Scraping Airbnb Listings: Pricing, Availability, and Reviews (What’s Possible in 2026)

People search for “scrape Airbnb listings” because Airbnb data is valuable:

  • nightly pricing by date
  • cleaning fees and total cost
  • availability calendars
  • ratings and review counts
  • amenities and property metadata

But Airbnb is also one of the most defended consumer sites on the internet.
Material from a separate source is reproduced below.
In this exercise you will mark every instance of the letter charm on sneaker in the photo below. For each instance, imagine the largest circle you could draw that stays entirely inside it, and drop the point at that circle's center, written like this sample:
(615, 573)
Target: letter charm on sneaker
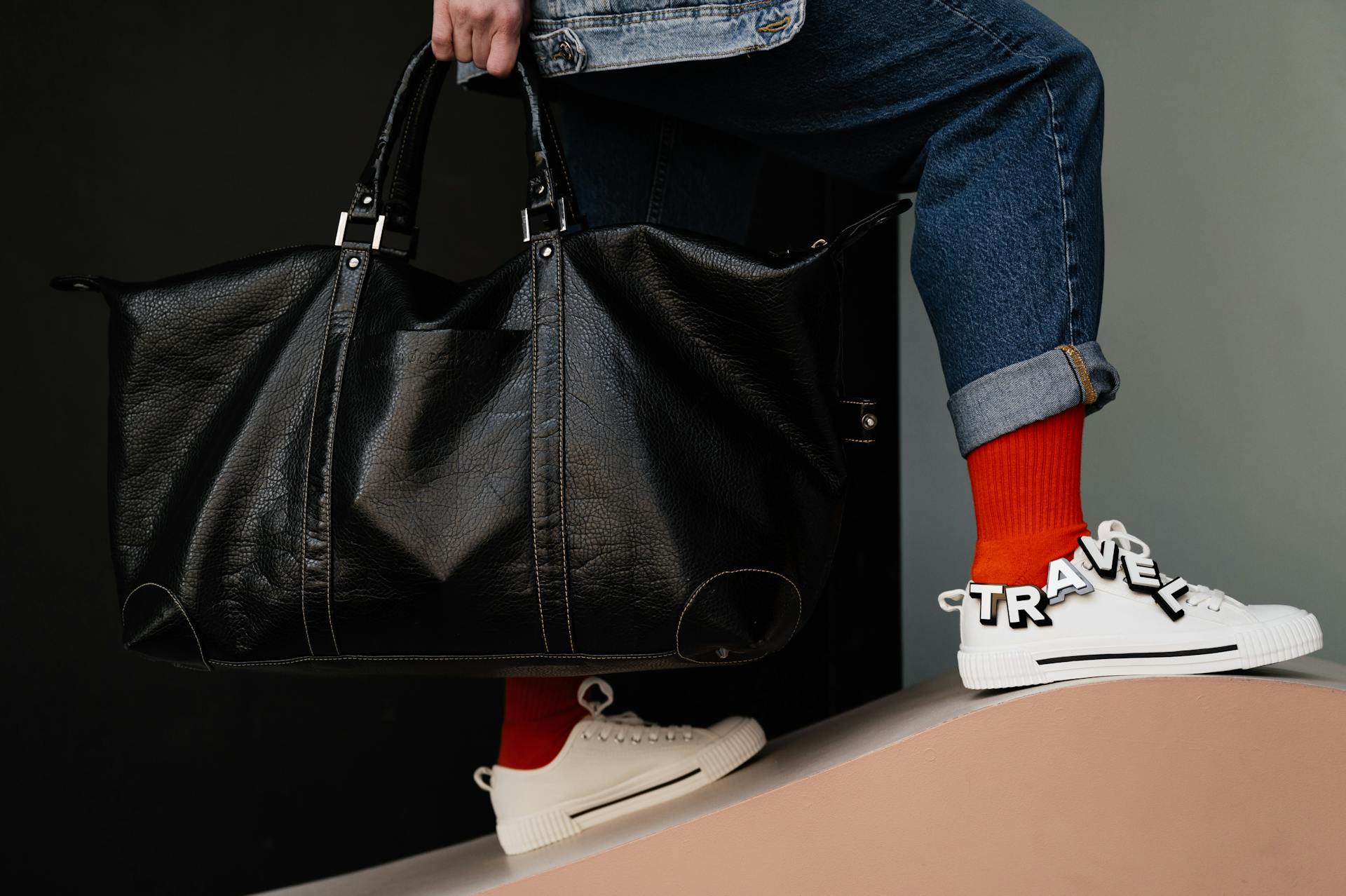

So a good guide in 2026 isn’t “here’s a magical script.”

A good guide is:

  • what’s feasible from public pages
  • what tends to trigger blocks
  • what your crawler should look like (architecture)
  • how to reduce risk: rate limits, caching, careful selectors

This article walks through a realistic, step-by-step approach.

It is not legal advice. Always review a site’s terms, respect robots guidance where applicable, and do not scrape personal data.
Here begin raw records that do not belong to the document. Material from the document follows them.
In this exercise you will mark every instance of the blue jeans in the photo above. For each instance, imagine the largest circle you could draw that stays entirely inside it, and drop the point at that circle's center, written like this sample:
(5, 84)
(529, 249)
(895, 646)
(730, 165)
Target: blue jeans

For tougher targets, use ProxiesAPI as your network layer

Airbnb is a high-defense site. If you’re doing serious, repeated crawling, ProxiesAPI can help by providing a stable proxy + retry layer—so your scraper fails less and you can keep rate limits under control.


The three Airbnb surfaces you care about

If you’re trying to scrape Airbnb, you’ll typically touch:

  1. Search results pages (discover listing IDs/URLs)
  2. Listing detail pages (static metadata: title, host name, amenities, rating)
  3. Calendar/price surfaces (date-based availability and pricing)

A crucial point:

  • “pricing” is often date-dependent (check-in/out)
  • availability is a calendar, not a single number
  • reviews might be paginated or loaded dynamically

So scraping Airbnb listings means defining exactly what you need, then designing a crawler that collects those fields without hammering the site.


What’s possible in 2026 (honest constraints)

Here’s a realistic matrix.

Data you can often extract from listing pages

  • listing title
  • overall rating + review count
  • location hints (neighborhood text; exact address is typically not public)
  • room type, guest capacity, bedrooms/beds
  • amenities list (may be truncated)
  • photo URLs (sometimes)

Data that’s harder

  • full availability calendar for long date ranges
  • price per night across many dates
  • full review text at scale

Hard does not mean impossible; it means:

  • it’s more dynamic
  • it triggers defenses faster
  • it requires more requests per listing

A “safe” crawling plan (minimize requests)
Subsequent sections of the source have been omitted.